Does the appeal of Corbyn in Scotland hold the keys to Downing Street?

Gerry Hassan

The Guardian Comment, August 28th 2017

Jeremy Corbyn has been causing waves in Scotland, as he has been across the entire UK. A five-day visit has seen him get lots of coverage and in places crowds, while annoying his political opponents.

It wasn’t always so. Pre-election Corbyn had written Scotland off as hostile and unfriendly territory. Now it is back in play – after six Labour gains in June from the SNP, along with a small rise in their vote – all against everyone’s expectations.

Corbyn’s trip saw him visit eighteen constituencies – thirteen current SNP and five Labour gains in the June election – drawing criticism from the Nationalists that he was avoiding Tory seats.

This ignored that of the 64 seats Labour needs to win for a bare majority eighteen are in Scotland and all are SNP held. The magical 64th – East Kilbride, Strathaven and Lesmahagow has a 3,866 SNP majority. It is not until Labour’s 96th target seat that you reach a Tory one – Renfrewshire East (formerly Jim Murphy’s seat) currently held by the Tories with a 7,150 lead over third place Labour.

Corbyn held a ‘Festival for Socialism’ rally at Glasgow University Union on Saturday which in its style – poetry, live music and speeches – drew inspiration from the independence movement. It was a sell out event, packed with hundreds of enthusiastic young people who three years ago were avidly pro-independence.

Corbyn gets a good response at such rallies and his appeal is easy to understand. He talks as no other senior Labour politician ever has. He tells them that the neo-liberal consensus is a con and trickle down economics a fraud. Ed Miliband might have had a similar political agenda, but he had the language of a policy wonk. Corbyn cuts through with his simple homilies in a way most politicians, the SNP included, Nicola Sturgeon apart, after ten years in office, consistently fail to do.

He tells the audience stories of the Labour movement, solidarity and internationalism. He quotes from Keir Hardie and Chilean musician Victor Jara. He even has his own personal stories of how he has triumphed over adversity – winning the Labour leadership and in the June election turning the tables on the Tories.

Corbyn was short on detail and the big issues of the day. There was nothing on Trident, Scottish independence and the SNP. But there is also not a single word on the biggest issue of the day: Brexit. This despite a heckle towards the end of his speech to ‘say something on Brexit’ and that on the same Saturday evening, Shadow Brexit Secretary Keir Stammer has just made a major shift in Labour Brexit policy.
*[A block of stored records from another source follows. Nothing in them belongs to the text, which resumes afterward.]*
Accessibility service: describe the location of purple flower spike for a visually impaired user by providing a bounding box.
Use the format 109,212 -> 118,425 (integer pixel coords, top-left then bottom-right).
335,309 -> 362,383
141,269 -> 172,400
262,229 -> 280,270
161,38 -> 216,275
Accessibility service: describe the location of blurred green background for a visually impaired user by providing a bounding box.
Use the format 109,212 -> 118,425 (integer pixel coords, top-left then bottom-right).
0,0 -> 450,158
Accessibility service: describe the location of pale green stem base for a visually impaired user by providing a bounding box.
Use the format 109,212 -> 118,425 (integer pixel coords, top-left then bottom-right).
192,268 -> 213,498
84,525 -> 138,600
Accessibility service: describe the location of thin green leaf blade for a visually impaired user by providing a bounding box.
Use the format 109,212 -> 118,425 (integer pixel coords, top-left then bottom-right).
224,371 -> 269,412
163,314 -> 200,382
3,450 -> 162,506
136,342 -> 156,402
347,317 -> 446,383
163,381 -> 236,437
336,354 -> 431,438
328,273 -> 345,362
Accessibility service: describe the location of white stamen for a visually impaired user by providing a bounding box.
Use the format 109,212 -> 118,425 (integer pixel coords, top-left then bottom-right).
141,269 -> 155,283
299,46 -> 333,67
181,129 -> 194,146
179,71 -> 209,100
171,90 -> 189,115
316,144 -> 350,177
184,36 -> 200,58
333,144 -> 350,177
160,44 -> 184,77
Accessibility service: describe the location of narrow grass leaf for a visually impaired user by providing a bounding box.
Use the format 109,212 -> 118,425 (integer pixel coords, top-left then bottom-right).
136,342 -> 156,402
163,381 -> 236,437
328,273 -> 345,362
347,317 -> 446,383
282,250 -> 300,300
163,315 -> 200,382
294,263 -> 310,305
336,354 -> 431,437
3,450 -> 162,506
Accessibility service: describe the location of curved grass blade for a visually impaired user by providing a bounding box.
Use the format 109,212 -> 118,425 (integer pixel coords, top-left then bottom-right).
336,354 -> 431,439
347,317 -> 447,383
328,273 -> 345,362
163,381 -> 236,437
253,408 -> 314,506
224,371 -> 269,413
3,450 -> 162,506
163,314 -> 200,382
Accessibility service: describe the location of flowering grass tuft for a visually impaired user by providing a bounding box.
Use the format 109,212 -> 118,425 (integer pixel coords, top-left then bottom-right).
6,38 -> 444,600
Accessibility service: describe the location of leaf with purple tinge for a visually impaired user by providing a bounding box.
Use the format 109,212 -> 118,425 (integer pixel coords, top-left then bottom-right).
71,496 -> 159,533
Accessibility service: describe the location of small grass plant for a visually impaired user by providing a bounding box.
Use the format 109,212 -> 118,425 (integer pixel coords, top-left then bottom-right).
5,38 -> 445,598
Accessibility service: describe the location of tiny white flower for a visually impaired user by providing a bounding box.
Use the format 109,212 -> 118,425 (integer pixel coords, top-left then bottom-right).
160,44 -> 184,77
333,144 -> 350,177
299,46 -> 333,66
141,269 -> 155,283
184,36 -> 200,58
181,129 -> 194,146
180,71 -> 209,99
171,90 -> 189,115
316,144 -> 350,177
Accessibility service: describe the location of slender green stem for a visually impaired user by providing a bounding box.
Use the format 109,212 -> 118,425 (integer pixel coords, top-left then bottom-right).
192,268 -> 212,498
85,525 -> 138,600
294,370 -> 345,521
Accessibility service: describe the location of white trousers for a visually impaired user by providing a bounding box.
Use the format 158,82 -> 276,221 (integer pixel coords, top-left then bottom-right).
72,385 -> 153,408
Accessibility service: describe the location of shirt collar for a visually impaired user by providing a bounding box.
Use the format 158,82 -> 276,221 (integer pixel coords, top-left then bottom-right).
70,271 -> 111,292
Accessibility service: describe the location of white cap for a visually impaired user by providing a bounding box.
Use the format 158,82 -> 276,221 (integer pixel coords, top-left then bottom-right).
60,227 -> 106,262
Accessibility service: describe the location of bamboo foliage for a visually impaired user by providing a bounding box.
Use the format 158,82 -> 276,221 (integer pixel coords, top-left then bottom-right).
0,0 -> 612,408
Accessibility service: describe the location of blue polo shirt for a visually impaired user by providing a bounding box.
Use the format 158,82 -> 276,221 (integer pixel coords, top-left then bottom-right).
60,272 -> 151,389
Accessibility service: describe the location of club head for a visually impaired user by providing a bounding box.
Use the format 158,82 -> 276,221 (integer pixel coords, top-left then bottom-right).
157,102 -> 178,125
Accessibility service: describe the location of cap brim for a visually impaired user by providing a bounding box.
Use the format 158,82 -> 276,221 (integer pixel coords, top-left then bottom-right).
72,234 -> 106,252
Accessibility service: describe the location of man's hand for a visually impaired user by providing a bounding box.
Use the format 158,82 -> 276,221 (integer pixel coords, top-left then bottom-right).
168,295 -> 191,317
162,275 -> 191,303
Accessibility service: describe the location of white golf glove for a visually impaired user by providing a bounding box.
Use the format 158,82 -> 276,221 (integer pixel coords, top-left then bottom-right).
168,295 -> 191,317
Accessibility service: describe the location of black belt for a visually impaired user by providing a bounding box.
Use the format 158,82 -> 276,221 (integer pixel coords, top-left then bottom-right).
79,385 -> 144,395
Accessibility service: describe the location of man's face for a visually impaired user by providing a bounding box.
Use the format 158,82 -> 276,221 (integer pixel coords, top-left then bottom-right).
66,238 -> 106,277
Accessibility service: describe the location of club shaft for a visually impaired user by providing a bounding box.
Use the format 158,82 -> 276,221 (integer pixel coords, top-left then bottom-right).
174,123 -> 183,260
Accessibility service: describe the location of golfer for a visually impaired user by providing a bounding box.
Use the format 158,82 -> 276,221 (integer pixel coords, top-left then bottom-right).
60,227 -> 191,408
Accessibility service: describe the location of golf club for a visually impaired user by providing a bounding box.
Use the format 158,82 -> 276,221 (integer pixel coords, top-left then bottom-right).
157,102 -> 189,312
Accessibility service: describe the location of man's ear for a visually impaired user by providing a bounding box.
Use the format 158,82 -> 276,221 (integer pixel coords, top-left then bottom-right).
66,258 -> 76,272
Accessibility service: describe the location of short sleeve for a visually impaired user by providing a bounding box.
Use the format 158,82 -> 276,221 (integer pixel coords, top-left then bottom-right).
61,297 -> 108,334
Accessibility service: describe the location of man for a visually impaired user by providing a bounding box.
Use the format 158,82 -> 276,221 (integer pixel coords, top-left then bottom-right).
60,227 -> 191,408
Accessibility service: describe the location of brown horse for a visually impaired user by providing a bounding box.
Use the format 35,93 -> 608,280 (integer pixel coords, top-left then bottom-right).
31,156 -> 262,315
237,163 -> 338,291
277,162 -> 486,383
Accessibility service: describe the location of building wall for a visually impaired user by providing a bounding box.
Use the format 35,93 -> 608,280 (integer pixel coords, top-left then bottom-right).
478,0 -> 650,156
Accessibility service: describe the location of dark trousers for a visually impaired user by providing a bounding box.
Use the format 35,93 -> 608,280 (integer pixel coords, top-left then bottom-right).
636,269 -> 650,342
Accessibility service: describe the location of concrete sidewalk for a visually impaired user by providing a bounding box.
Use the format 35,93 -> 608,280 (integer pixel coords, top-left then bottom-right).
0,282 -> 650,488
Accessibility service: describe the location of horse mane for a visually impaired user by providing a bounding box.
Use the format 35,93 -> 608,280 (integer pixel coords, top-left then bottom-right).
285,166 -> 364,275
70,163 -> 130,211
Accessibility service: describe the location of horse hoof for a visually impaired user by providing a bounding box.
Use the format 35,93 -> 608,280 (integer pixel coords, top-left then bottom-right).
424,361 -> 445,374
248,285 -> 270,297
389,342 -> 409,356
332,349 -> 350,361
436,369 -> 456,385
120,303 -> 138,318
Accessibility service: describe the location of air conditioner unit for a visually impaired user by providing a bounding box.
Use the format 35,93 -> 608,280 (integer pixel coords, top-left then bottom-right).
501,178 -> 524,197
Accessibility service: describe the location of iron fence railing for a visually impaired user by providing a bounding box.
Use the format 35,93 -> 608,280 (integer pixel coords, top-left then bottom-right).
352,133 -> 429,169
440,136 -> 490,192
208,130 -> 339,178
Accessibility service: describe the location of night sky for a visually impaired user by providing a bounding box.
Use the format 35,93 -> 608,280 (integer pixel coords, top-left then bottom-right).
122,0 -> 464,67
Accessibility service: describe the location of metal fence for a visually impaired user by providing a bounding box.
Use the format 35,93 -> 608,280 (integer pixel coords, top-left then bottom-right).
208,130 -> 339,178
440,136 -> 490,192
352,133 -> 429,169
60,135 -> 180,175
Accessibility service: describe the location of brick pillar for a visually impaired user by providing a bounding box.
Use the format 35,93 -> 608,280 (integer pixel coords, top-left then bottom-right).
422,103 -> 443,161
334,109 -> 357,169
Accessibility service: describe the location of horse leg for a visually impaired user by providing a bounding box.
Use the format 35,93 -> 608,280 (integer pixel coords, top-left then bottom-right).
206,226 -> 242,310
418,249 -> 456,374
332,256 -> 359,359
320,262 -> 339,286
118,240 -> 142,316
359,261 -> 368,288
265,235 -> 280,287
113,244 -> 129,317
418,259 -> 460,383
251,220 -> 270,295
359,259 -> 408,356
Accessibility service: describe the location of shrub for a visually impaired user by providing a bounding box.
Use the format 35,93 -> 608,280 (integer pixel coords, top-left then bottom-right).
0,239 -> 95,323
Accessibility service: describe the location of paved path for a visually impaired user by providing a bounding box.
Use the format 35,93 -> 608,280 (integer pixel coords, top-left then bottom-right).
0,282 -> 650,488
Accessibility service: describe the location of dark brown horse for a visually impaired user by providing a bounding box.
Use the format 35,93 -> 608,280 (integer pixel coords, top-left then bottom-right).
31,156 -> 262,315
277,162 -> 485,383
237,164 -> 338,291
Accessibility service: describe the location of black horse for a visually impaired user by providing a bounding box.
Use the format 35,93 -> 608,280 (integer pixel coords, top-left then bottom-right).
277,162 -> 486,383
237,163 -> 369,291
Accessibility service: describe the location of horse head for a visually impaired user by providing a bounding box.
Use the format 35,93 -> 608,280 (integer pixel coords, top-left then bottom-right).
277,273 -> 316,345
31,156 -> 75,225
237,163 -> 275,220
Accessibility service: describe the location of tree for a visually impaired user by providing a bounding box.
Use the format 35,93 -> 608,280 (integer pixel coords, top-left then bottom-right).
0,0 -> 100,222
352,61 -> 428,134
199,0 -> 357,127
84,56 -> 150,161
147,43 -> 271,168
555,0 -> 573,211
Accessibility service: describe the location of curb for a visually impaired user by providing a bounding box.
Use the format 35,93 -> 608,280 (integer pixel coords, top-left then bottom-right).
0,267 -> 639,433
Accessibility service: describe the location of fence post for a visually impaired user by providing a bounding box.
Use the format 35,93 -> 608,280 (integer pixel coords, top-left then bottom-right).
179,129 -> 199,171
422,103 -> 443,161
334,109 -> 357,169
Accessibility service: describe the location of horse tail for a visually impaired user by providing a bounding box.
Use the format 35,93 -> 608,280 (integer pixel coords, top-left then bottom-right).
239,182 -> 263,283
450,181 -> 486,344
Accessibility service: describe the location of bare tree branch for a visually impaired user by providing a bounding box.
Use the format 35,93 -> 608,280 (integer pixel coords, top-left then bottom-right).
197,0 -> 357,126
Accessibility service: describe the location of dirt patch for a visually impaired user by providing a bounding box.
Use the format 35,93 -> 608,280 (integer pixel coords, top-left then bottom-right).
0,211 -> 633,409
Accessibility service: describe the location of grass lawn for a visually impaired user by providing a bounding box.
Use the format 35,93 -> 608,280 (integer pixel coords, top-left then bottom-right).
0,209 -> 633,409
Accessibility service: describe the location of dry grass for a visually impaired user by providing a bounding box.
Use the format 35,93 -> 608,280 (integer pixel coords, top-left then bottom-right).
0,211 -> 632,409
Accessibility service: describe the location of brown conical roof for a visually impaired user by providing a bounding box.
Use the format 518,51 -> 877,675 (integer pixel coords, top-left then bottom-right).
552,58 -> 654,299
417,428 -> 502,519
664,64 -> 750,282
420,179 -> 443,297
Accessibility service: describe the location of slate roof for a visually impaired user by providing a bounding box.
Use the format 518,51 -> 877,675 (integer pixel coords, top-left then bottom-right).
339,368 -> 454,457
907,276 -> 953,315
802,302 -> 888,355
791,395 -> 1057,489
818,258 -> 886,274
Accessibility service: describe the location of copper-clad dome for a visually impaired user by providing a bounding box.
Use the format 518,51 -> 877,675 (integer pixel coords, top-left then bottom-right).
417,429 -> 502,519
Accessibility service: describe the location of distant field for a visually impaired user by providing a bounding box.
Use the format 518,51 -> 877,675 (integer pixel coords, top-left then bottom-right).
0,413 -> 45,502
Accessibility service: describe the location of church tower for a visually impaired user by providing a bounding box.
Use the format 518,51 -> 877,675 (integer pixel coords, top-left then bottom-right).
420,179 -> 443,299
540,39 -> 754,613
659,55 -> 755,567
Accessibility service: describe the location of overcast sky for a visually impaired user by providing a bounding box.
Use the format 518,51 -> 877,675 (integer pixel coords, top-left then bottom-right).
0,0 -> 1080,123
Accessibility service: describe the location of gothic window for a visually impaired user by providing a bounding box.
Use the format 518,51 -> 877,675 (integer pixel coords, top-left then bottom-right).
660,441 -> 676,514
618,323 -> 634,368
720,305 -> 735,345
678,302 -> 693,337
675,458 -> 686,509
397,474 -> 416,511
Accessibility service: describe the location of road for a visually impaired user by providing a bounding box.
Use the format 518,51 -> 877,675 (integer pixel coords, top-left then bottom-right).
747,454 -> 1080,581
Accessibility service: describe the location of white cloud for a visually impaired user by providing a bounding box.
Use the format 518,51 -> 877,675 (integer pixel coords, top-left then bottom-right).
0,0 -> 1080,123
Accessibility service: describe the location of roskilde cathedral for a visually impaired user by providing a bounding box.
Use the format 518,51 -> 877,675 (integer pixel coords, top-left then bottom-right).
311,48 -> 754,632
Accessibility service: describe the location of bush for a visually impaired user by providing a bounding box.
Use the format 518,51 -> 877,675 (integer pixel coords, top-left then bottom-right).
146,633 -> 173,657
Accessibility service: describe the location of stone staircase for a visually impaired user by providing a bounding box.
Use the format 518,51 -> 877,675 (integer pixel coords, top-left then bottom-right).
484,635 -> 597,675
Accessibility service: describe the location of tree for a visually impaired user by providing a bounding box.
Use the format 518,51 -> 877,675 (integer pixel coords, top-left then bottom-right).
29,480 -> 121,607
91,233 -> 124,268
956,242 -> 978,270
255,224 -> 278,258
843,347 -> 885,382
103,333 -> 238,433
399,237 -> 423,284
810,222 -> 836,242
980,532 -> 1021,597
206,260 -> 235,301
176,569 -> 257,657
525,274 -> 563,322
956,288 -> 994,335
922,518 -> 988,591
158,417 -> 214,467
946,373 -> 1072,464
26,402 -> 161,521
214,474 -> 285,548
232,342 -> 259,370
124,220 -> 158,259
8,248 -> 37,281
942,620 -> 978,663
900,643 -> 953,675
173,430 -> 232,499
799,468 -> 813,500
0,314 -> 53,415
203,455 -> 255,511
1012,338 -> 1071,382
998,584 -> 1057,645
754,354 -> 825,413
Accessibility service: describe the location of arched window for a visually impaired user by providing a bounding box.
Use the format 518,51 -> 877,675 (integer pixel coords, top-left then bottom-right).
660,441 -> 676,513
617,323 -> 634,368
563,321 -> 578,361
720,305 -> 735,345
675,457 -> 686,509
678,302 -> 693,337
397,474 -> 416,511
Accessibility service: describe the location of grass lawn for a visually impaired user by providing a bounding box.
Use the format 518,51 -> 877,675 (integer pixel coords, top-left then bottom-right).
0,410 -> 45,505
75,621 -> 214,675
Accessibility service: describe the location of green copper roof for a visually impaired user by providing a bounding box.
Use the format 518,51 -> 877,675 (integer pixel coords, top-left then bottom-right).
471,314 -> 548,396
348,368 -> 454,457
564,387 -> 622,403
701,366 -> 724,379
Corbyn’s speech was rapturously received, yet illustrates his pros and cons. He comes over as authentic and consistent. But there is no sign of any strategy in Scotland to build on the success of June or idea of how to take on the still entrenched though weakened Nationalists.

Corbynistas north of the border blame this on centrist Labour leader Kezia Dugdale who they claim has little political hitting power. But while the Corbynista faction, organised around the Campaign for Socialism and the likes of Lothian MSP Neil Findlay, dream of staging a coup, or Dugdale falling on her sword, their cupboard is equally bare.

Scottish Labour have been given an unexpected boost and opportunity. Its June surprise in Scotland is according to polling the product of Corbyn’s enhancing ratings which shifted north of the border in the campaign, while Dugdale’s have flatlined and remained in the doldrums. This has given the Corbynistas permission to dream of taking over the Scottish party, but so far they are bereft of any coherent strategy, beyond anti-Toryism.

Scotland has dramatically changed these last few months with implications for UK politics. The once omnipotent SNP have stalled and seem bereft of ideas. Ruth Davidson is that rare Conservative: popular and populist having brought the Scottish Tories in from the cold. And Labour for so long written off here now have a semblance of life and energy while still being a shadow of their former selves.

Corbyn and company don’t quite know what to say in such changed circumstances beyond what has worked before: campaigning, holding rallies and the old tunes. But they have earned the right to be listened too again and that is a huge leap from where were. And what happens in Scotland could in the future be the difference between Corbyn becoming UK Prime Minister or not.